También les advirtió de que era posible que alguno de los socios los necesitara para algún proyecto urgente, de manera que debían estar preparados. Sin duda, Revisión y Documentación carecía de cualquier glamour, pero representaba una red de seguridad para los recién llegados.
—Siempre podéis bajar allí y encontrar trabajo que facturar —les explicó Karleen—. Ocho horas se considera lo mínimo, pero no hay un tope máximo.
«¡Qué bien!», pensó Kyle. Si por alguna razón no había suficiente con una jornada de diez horas diarias, la puerta de Revisión y Documentación siempre estaba abierta para quien quisiera más.
Su primer caso trataba de un cliente que respondía al ridículo nombre de Placid Mortgage[3]. Ridículo en opinión de Kyle, que se guardó muy mucho de expresarla mientras Karleen les explicaba a grandes rasgos las características del caso. Se remontaba a 2001, cuando una nueva hornada de reguladores gubernamentales tomó las riendas y adoptó una actitud menos rigorista. En consecuencia, Placid y otras grandes empresas de crédito hipotecario se lanzaron a una agresiva campaña de captación de clientes.
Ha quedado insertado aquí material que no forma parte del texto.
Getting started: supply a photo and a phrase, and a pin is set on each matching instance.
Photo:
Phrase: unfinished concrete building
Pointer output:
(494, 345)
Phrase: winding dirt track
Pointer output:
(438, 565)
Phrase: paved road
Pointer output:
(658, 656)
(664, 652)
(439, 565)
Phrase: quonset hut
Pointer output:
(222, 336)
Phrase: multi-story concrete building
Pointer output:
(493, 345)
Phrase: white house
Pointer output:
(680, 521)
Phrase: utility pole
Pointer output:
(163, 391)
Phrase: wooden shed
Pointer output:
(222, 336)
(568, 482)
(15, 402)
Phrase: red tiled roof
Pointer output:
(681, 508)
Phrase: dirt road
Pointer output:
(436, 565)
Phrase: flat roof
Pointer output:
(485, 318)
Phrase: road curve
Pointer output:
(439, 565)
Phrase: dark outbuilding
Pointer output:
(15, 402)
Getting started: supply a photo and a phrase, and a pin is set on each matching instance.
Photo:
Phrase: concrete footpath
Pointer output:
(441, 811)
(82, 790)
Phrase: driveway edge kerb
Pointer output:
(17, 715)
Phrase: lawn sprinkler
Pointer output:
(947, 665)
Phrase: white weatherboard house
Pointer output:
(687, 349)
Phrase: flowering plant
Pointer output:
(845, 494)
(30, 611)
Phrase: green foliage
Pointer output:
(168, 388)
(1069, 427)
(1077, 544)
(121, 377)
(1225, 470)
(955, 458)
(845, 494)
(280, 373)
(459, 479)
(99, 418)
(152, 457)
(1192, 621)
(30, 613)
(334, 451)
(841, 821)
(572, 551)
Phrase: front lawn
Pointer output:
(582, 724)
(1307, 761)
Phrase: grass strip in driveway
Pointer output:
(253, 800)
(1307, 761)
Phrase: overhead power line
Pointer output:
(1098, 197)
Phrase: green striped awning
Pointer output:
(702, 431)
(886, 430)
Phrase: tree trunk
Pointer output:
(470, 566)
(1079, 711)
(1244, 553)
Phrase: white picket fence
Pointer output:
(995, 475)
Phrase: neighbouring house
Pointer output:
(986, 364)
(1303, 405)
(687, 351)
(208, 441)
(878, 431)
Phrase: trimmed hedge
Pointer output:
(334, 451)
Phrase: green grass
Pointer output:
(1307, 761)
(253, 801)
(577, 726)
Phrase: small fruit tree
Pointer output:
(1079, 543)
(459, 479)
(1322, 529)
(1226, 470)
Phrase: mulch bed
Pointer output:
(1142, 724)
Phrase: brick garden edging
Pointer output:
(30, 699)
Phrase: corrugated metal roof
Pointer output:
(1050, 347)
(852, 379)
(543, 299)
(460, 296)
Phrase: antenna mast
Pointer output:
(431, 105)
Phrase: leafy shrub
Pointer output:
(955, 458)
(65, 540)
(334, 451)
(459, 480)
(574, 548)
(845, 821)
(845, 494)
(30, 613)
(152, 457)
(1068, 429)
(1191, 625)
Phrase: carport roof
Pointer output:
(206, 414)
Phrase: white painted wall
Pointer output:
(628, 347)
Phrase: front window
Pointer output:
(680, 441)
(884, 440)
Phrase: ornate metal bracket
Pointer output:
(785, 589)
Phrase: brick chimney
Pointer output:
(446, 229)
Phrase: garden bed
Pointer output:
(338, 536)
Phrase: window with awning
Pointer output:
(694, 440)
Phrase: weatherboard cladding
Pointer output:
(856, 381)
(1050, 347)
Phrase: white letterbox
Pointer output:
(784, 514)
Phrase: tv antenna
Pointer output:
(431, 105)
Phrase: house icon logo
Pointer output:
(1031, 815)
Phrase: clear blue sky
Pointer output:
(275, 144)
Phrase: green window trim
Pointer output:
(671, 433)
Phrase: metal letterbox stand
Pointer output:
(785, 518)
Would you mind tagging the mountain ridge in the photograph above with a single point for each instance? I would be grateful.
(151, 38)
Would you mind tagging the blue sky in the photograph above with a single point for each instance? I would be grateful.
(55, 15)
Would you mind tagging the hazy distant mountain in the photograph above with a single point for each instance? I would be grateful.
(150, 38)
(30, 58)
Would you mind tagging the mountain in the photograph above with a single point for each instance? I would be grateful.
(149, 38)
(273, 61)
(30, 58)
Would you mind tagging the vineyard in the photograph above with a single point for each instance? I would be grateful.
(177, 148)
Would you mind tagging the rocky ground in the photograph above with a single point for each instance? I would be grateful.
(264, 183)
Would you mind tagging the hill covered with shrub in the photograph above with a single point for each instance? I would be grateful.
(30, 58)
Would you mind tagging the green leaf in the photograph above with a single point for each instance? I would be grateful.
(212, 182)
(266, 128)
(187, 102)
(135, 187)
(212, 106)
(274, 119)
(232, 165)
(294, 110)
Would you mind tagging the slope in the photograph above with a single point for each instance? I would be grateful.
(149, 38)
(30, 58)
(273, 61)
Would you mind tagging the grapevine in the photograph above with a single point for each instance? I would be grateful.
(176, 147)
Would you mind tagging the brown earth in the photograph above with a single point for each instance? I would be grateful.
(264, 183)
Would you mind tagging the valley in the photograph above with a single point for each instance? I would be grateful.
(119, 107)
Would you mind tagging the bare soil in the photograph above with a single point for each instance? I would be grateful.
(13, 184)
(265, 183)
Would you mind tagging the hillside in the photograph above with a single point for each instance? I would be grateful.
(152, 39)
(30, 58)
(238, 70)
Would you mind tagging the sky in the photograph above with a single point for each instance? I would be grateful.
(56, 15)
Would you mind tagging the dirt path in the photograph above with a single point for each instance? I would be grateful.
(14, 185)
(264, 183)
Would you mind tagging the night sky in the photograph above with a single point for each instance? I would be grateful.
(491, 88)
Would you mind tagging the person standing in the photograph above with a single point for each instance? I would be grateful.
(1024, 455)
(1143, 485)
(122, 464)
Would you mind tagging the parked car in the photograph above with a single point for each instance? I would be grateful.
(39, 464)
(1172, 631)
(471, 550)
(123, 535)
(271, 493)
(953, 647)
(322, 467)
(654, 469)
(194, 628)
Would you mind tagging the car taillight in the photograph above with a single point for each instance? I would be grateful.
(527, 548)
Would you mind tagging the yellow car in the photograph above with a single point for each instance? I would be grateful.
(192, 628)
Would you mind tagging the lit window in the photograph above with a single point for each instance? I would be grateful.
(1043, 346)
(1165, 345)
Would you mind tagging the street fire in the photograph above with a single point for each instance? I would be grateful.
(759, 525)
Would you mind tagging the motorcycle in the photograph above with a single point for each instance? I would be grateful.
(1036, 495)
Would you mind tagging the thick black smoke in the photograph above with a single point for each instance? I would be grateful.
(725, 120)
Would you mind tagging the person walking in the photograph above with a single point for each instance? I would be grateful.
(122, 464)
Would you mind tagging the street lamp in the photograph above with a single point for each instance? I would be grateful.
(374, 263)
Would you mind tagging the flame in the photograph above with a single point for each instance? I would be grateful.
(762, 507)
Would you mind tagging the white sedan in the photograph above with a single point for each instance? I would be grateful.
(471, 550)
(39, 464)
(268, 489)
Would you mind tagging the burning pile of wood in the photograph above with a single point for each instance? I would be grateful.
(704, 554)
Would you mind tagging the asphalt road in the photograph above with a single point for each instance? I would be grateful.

Hicieron mucha publicidad, especialmente en internet, y convencieron a millones de estadounidenses de clase baja y media de que estaban en situación de comprar una casa que de ningún modo podían permitirse en realidad. El truco estaba en la vieja hipoteca de tipo variable que, en manos de los sinvergüenzas de Placid, varió de mil maneras imaginables. Placid sedujo a miles de clientes, descuidó los trámites burocráticos, se embolsó suculentas comisiones y revendió los activos basura en el mercado secundario. La empresa se había deshecho de los títulos cuando el recalentado mercado hipotecario se derrumbó, el valor de las casas cayó en picado y el número de demandas por impago se multiplicó.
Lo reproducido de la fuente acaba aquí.